Francis strove for a personal presentation that resembled an MI6 spy and almost succeeded except, pity for him, for being older than and not as handsome as the well-known filmic representation of a British spook. He exaggerated his dark features: dark-brown eyes, yes, but a dark-blue button-down and his still-dark hair, which was worn slicked back when he was feeling rakish and to the side when he wasn’t. At this moment it was back. When he replied to Liesl, his Eton accent was much stronger than you’d expect from a man who’d left the isles behind nearly forty years earlier.
“You know I’m happy to leave that terror waiting in the playground until morning,” he said. “But seems an odd day to be pulling out the Peshawar.”
“Indeed. But all the same we’ve pulled it out. You’ll do it then?”
“You know I hate to miss my weekly appointment with that vile child, but I suppose I’ll have to. Can you tell me why? You all right?”
“The Plantin’s in the safe. The safe is locked. Christopher is the only one with the current combination. So we’re substituting the Peshawar.”
“The donors aren’t going to like that.”
“They might if you make it sound appealing.”
Francis leaned his chair all the way back. He was considering, or negotiating.
“Quite a mess they’ve dragged you into,” he said.
“It’s fine.”
“Is it? I suppose it’s better than being the one with the stroke.”
“That’s a bit cold, Francis.

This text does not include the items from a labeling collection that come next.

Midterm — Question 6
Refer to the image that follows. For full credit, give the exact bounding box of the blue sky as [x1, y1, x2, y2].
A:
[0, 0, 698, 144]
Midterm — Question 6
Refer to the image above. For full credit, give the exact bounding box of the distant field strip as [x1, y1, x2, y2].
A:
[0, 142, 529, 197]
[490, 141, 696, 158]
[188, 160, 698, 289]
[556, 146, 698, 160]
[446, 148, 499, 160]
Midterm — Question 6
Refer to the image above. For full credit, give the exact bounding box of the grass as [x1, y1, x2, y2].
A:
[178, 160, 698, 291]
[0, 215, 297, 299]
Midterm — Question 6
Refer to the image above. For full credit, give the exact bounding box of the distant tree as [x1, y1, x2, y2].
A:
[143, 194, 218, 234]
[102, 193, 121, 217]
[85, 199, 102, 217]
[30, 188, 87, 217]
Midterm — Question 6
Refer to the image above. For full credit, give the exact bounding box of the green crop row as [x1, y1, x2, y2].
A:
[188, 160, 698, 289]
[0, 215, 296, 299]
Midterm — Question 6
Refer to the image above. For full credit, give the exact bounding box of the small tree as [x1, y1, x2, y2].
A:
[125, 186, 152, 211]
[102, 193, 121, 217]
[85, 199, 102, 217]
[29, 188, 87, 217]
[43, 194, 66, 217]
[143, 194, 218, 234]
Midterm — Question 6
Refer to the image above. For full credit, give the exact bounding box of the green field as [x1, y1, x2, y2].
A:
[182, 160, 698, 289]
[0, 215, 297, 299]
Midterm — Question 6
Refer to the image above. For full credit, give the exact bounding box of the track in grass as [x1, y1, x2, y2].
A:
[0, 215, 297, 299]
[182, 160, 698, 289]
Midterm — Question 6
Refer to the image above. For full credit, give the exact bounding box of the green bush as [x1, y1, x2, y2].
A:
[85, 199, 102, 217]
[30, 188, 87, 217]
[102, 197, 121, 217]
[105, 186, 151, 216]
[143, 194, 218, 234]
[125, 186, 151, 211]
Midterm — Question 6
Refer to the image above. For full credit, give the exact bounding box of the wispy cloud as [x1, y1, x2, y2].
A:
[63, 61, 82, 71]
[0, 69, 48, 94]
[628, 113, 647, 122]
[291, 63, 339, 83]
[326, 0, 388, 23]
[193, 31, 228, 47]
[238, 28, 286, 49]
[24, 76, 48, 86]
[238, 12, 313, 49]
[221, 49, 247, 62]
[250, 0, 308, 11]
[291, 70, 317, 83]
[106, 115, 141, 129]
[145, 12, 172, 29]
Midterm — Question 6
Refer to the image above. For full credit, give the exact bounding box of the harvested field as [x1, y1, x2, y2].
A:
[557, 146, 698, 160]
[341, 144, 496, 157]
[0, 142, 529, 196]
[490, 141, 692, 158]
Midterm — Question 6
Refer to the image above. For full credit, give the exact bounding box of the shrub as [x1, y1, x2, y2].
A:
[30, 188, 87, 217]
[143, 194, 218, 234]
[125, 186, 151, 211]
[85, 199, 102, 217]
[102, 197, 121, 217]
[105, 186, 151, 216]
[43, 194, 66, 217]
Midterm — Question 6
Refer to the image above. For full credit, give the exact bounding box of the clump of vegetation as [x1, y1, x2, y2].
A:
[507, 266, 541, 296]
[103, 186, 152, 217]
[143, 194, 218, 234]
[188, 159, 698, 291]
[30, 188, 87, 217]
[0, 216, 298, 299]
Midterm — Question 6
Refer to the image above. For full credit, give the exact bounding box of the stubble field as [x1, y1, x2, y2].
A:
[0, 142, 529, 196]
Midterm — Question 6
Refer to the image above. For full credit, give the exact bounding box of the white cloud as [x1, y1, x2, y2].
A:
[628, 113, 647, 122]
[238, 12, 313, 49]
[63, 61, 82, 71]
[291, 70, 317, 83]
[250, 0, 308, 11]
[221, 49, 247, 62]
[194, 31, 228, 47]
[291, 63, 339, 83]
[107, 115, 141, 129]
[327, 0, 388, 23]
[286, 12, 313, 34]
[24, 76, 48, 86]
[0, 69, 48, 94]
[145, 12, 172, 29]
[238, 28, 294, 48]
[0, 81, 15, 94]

I’m here to help in any way I can. I’m surprised you’re not happy to do the same.”
“Don’t chastise me, Liesl. You’re meant to be asking me a favor.”
She wasn’t, though. Only asking him to do his job. But she kept her tone gentle.
“You know the Peshawar better than anyone. We’re trying to present a picture of a fully functioning library to the donors. It seems simple to me.”
“It’s not to me,” he said. “Chris is my best mate. I don’t like being asked to stand in for him like he’s already dead.”